We Need To Talk About California
San Francisco has the most expensive housing market in America…and it’s only getting worse.
We need to talk about California.
How is it that we have the 5th largest economy in the world, but land at 41st in the country in per pupil education spending? How can we have 1 in 5 children living in poverty alongside 9 of America’s 10 wealthiest cities?
One big reason is Prop 13 – and it’s time we start talking about it.
Proposition 13 was a California ballot initiative, approved by voters forty years ago, that limited property taxes to 1% of assessed valuation, barred reassessments except when a property was sold, and capped increases at 2% a year, effectively gutting funding for schools, housing, roads, public safety and health services.
The measure was championed by lobbyist Howard Jarvis, a famous anti-tax crusader and ideological ancestor to Grover Norquist, who later became the namesake of right-wing political group “The Howard Jarvis Taxpayers Association”, who have fiercely lobbied to maintain Prop 13’s corporate property tax loophole for 40 years since it passed.
Despite initial warnings of serious deficit and unemployment issues – among others – by economists at UCLA, the ballot measure passed with 65% of the vote, immediately cutting state and local revenue by nearly 50%. According to the Howard Jarvis Taxpayers Association, in total, California has lost over $535 billion in revenue since 1978 as a direct result of Prop 13. As a direct result of this decrease in revenue, we have seen widespread disinvestment in poor communities of important services, infrastructure and development that have led to blight.
In order to make up for this deficit, state and local officials have had to scramble to find new revenue sources, becoming overwhelmingly dependent on income tax while passing regressive taxes to close the gap.
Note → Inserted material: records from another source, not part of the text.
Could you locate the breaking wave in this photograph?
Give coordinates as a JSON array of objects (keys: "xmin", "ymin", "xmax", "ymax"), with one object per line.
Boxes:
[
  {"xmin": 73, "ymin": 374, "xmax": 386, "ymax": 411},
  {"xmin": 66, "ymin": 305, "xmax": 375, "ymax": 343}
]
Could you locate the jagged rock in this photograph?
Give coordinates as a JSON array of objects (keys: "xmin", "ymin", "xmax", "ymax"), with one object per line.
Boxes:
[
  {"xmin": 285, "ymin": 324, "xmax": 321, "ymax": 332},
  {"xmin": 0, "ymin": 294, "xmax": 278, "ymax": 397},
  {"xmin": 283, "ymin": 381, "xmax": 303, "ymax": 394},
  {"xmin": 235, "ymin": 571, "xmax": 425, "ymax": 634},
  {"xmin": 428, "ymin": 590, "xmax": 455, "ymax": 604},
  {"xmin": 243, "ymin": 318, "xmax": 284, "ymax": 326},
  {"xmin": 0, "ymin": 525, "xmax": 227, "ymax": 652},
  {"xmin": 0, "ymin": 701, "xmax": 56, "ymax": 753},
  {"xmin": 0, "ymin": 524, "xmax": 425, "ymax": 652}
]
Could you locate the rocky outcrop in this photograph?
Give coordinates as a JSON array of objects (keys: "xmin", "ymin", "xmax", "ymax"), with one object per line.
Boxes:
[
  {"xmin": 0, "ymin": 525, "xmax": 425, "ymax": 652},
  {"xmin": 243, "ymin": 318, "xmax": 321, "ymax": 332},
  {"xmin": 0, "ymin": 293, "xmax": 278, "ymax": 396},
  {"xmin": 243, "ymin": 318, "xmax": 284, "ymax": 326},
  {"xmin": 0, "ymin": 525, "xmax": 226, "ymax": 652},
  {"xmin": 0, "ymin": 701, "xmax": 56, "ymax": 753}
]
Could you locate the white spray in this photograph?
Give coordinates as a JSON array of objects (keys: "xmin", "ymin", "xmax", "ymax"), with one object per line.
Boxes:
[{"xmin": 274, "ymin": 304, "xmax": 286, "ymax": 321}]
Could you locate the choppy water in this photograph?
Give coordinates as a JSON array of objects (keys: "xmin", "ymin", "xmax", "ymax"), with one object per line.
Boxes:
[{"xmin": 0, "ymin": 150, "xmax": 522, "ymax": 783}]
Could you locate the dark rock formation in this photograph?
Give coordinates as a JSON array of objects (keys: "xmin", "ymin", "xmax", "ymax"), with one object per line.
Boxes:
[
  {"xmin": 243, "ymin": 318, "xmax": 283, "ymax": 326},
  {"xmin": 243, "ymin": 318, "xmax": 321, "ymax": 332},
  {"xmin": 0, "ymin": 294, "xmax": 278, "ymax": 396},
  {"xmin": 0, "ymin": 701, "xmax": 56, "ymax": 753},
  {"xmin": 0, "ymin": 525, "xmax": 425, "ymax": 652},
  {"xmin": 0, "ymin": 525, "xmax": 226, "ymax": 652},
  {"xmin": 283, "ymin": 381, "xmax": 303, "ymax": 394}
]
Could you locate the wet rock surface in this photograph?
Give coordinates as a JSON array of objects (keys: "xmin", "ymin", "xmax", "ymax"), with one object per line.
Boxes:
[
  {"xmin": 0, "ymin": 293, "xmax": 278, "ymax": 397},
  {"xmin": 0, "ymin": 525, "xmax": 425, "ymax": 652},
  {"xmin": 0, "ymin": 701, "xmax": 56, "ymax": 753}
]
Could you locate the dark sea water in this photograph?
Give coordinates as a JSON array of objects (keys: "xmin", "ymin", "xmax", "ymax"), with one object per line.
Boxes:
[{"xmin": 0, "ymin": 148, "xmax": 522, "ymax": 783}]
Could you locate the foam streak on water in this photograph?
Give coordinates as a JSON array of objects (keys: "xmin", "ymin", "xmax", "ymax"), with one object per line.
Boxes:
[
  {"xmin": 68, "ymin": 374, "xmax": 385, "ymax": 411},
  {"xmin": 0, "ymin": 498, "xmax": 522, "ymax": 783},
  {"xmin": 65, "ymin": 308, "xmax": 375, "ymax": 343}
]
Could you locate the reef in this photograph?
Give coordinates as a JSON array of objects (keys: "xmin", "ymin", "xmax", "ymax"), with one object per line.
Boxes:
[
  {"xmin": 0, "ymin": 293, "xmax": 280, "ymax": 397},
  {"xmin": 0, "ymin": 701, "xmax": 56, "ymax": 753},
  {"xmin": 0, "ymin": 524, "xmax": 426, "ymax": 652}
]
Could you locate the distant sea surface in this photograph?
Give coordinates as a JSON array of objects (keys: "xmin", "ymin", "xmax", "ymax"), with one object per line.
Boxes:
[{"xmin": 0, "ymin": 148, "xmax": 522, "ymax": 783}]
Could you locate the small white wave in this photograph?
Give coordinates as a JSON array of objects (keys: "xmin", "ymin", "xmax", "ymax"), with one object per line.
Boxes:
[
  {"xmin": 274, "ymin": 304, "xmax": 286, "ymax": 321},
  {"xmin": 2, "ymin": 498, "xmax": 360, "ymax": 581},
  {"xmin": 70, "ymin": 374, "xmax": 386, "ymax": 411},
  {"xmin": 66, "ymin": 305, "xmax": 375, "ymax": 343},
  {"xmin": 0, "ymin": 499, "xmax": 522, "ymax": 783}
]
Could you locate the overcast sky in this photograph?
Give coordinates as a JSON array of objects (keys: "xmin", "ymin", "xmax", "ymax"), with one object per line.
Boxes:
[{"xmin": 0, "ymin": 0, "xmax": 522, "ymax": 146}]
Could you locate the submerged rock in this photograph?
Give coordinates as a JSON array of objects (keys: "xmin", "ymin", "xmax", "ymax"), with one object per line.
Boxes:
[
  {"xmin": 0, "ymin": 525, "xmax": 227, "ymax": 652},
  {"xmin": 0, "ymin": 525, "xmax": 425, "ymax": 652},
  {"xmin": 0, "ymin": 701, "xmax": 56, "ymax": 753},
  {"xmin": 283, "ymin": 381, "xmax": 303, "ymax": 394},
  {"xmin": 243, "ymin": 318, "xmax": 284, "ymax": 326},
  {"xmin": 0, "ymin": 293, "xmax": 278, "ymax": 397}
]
These moves disproportionately affect middle and lower-income communities while at the same time providing huge benefits to wealthy investors, landowners, and large corporations.
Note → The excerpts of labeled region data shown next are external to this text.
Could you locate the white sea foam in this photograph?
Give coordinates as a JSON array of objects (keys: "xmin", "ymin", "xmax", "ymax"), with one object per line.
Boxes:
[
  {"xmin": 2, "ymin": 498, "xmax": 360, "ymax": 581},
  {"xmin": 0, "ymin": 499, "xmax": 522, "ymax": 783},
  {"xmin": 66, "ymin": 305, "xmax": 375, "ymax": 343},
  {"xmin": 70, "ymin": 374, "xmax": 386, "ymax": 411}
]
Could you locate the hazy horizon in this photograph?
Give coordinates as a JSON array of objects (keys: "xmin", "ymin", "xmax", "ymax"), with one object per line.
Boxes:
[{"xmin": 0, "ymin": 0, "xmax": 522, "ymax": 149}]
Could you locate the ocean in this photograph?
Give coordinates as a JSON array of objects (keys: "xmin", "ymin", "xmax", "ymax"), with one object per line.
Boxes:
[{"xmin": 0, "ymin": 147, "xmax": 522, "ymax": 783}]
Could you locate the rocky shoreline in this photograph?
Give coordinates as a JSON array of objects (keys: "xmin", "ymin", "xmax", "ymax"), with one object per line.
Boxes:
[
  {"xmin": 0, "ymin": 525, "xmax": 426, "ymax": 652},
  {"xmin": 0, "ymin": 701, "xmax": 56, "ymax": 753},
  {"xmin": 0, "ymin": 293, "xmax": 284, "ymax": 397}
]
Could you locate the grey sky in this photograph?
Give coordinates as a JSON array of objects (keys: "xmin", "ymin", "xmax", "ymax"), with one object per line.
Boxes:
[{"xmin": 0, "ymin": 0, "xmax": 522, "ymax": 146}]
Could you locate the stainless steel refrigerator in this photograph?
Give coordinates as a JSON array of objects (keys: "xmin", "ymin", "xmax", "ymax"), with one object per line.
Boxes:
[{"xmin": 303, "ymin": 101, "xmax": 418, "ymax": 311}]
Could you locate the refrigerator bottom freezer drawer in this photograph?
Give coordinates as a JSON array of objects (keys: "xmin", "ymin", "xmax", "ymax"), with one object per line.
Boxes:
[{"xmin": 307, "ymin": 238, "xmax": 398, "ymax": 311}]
Not surprisingly, those who have gained the most from Prop 13 have been multinational corporate entities and the ultra-rich, with one wealthy elite group standing out as perhaps the single biggest beneficiary of the measure: Exclusive Country Clubs in Los Angeles County.
On a 2017 episode of his popular podcast “Revisionist History”, Author Malcolm Gladwell takes a look at how country clubs have uniquely benefited due to both Prop 13 and a little-known amendment to the California Constitution which allows them a permanent exemption from the “Highest and Best Use” standard for property taxes.
“Highest and Best Use” is a widely-used formula that taxes land based on the best use for it, regardless of what its actual use happens to be. For example, the Los Angeles Country Club, situated on 295 acres on Los Angeles’ Westside, has a land value of between $6-9 billion. Normally, in one of the most congested and expensive areas of the country – median home prices in the area exceed $1.5 Million – the standard for the land would be housing and taxed as such, generating around $60-90 million in property taxes annually.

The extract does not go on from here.